Das gefällt dem KG zu Recht nicht, denn

a) Die Vorschrift des § 74 Abs. 2 OWiG beruht auf der Vermutung, dass derjenige sein Rechtsmittel nicht weiter verfolgt wissen will, der sich ohne ausreichende Entschuldigung zur Verhandlung nicht einfindet. Sie dient dem Zweck, den Rechtsmittelführer daran zu hindern, die Sachentscheidung über seine Rechtsbeschwerde dadurch zu verzögern, dass er sich der Verhandlung entzieht. Diese Vermutung entfällt jedoch, wenn der Betroffene noch vor dem Termin oder in der normalen Wartezeit von fünfzehn Minuten (vgl. VerfGH Berlin NJW-RR 2000, 1451) die Gründe seiner (voraussichtlichen) Verspätung mitteilt und sein Erscheinen in angemessener Zeit ankündigt (vgl. OLG Köln VRS 42, 184 f.; BayObLG VRS 47, 303; 60, 304; 67, 438 f.; StV 1985, 6 f.; 1989, 94 f.; NJW 1995, 3134; OLG Stuttgart MDR 1985, 871 f.; OLG Düsseldorf StV 1995, 454 f.; OLG Hamm NZV 1997, 408 f.; ebenso zu den Anforderungen an den Erlass eines Versäumnisurteils wegen Nichterscheinens vor Gericht: OLG Dresden NJW-RR 96, 246 und BGH NJW 1999, 724 f.). Das Gericht ist in diesem Fall gehalten, einen längeren Zeitraum zuzuwarten (vgl. Senat VRS 123, 291 mwN). Diese über die normale Wartezeit hinausgehende Wartepflicht besteht unabhängig davon, ob den Betroffenen an der Verspätung ein Verschulden trifft, es sei denn, ihm fällt grobe Fahrlässigkeit oder Mutwillen zur Last (vgl. Senat, aaO)…..

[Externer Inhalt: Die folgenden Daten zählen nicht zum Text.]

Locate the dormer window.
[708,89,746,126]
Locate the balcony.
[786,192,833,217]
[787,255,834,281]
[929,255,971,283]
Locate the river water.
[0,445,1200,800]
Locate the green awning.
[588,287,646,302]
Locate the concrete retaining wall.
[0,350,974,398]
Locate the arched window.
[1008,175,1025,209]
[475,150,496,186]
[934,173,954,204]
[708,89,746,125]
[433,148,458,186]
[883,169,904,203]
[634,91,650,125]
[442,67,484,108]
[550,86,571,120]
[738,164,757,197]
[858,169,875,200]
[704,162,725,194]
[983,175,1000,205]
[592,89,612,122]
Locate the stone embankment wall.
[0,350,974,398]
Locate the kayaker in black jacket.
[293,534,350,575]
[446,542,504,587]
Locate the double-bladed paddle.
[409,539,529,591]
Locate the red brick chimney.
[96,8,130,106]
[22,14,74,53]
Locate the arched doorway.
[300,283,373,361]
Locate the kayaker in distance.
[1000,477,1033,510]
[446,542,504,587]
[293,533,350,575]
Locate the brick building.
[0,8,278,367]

….. c) Dieses Geschehen erweist, dass das Amtsgericht wusste, dass der Betroffene seinen Einspruch weiterverfolgen wollte und sich verspäten würde. Es war dem Amtsgericht auch zuzumuten zu warten. Denn der Verteidiger hatte 14 Minuten vor der Terminsstunde mitgeteilt, dass er sich etwa 1,5 Kilometer vom Gerichtsgebäude entfernt im Stau befinde. Damit ergab sich eine hohe Wahrscheinlichkeit, dass der Betroffene und sein Verteidiger allenfalls kurz nach dem Ablauf der üblichen Wartezeit von 15 Minuten erscheinen würden.

d) Die Ausführungen des Amtsgerichts, ein weiteres Zuwarten sei nicht zumutbar gewesen, überzeugen nicht.

aa) Unzutreffend ist zunächst, dass zum geplanten Aufruf der nächsten Bußgeldsache um 9.35 Uhr „nach der eigenen Einschätzung des Verteidigers und seines Mandanten noch lange nicht mit ihrem Eintreffen zu rechnen war“. Der Bußgeldrichter wusste, dass der Betroffene und sein Rechtsanwalt um 9.01 Uhr ca. 1,5 Kilometer vom Gerichtsgebäude entfernt im Stau standen. Dass sie deutlich nach 9.30 Uhr erscheinen würden, war damit unwahrscheinlich, und tatsächlich betraten sie um 9.32 Uhr den Saal.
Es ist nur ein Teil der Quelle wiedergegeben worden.